Dr JEAN-FRANÇOIS CORTY : Le blocus complet de Gaza est arrivé tellement rapidement que les organisations humanitaires ont été prises de court. Elles n’ont pas eu le temps de faire des stocks suffisants. La population est privée d'eau, de nourriture et d'électricité. Mais aussi de fuel, car Israël refuse l'entrée de fuel. Or la plupart des dispositifs de santé sont alimentés par des groupes électrogènes qui en ont besoin pour fonctionner.
Vingt mille blessés [selon les derniers chiffres de Médecins sans frontières] se trouvent toujours dans la bande de Gaza.

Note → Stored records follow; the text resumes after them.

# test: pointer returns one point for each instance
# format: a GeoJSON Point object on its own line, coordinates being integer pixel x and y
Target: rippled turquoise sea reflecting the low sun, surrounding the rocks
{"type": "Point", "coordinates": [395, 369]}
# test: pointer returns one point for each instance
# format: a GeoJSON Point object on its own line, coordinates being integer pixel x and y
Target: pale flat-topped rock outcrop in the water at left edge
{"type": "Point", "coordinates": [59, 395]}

On parle beaucoup des morts liés aux bombardements mais peu des morts à bas bruit, ceux qui décèdent par défaut de soins, par manque de médicaments. Le décompte ne prend pas non plus en considération les corps cachés sous les décombres. Il y a aussi de plus en plus d’enfants et d’adultes qui boivent de l’eau saumâtre, de l’eau de mer mal filtrée. On est sur une phase exponentielle de mortalité qui va s’accentuer. Or, cette mortalité affecte davantage les plus fragiles, les malades, les femmes enceintes et les enfants en bas âge…

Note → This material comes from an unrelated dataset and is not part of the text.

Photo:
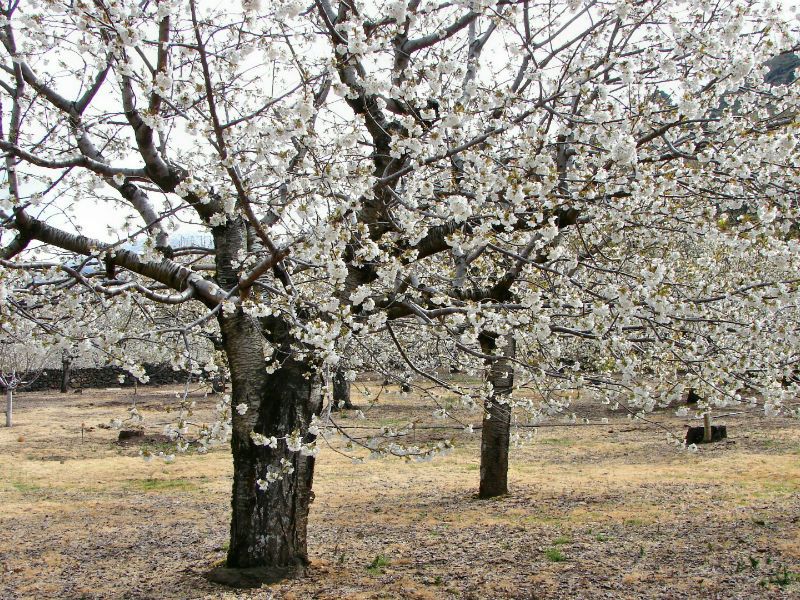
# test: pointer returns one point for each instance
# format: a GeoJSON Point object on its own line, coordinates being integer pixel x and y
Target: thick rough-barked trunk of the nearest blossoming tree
{"type": "Point", "coordinates": [268, 527]}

Trois cent soixante-dix camions d'aide humanitaire sont arrivés à Gaza depuis le 21 octobre, selon l'ONU. Or, il en faudrait 100 à 150 par jour pour répondre aux besoins de deux millions de personnes qui habitent dans la bande de Gaza. À titre de comparaison, avant la guerre, 400 à 600 camions rentraient chaque jour sur le territoire. C'est la raison pour laquelle Médecins du monde exige un cessez-le-feu : pour que l’aide humanitaire puisse rentrer.

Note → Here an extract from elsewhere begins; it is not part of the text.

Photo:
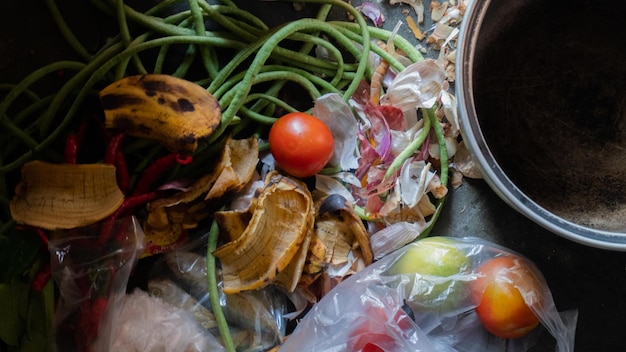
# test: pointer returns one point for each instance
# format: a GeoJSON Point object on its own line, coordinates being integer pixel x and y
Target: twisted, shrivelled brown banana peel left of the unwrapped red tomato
{"type": "Point", "coordinates": [168, 217]}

Comment travaillent les équipes de Médecins du monde sur place ?
Nos équipes, qui sont formées à l’urgence, sont uniquement des Gazaouis. Nous avons aussi des équipes de Palestiniens et d’expatriés en Cisjordanie, où la situation est aussi en train de se dégrader. Ces équipes, comme tous les Gazaouis, peinent à trouver de la nourriture et de l’eau. La plupart d’entre eux ont perdu des membres de leur famille. Ceux qui travaillent encore à l’hôpital sont soumis à un stress permanent, une charge de travail démentielle. Ils sont aussi démunis, dans la mesure où l’aide humanitaire rentre au compte-gouttes, sans répondre à l'intégralité des besoins.
Leurs conditions de travail sont extrêmement difficiles. Ils font de la médecine de guerre en mode dégradé. On prend en charge les cas les plus urgents et on trie les malades. Mais, aujourd'hui, même le tri ne suffit plus.
Quelle est la situation dans les hôpitaux ?
Il y a une trentaine d’hôpitaux sur la bande de Gaza. Plus de la moitié d’entre eux ne sont plus opérationnels, en raison du manque de fuel, d’électricité, de médicaments. Les groupes électrogènes ne marchent plus. Les respirateurs et les couveuses pour les nouveau-nés ne marchent plus. On ne peut pas non plus faire de dialyses. Les signalétiques ne fonctionnent pas non plus, si bien que les professionnels utilisent la lumière de leur téléphone portable pour opérer. Ces hôpitaux deviennent en quelque sorte des mouroirs, où on fait du palliatif sans antalgiques. Enfin, une dizaine de centres de santé ont été détruits par les bombardements. Le système de santé s’effondre complètement, il n’a plus la capacité de répondre à des besoins devenus démentiels. Dans le Nord, il y a tellement de blessés et de malades qu’ils ne savent plus où les mettre. Ils font des opérations à même le sol, sans anesthésiants, sans antalgiques.
De nombreuses personnes sont-elles en attente d’évacuation ?
On a demandé à la plupart des hôpitaux d’évacuer les blessés et les malades vers le sud. Sauf que la plupart d’entre eux sont dans des états cliniques instables. Cette demande n’est donc pas réaliste car cela engendrerait un coût humain important. En France, durant la crise sanitaire, on a organisé des ponts aériens. Mais c’est impossible de le faire à Gaza, car il n’y a pas de trains, pas d’avions, pratiquement plus d’ambulances, plus de fuel. Sans oublier les bombardements intensifs qui empêchent les évacuations.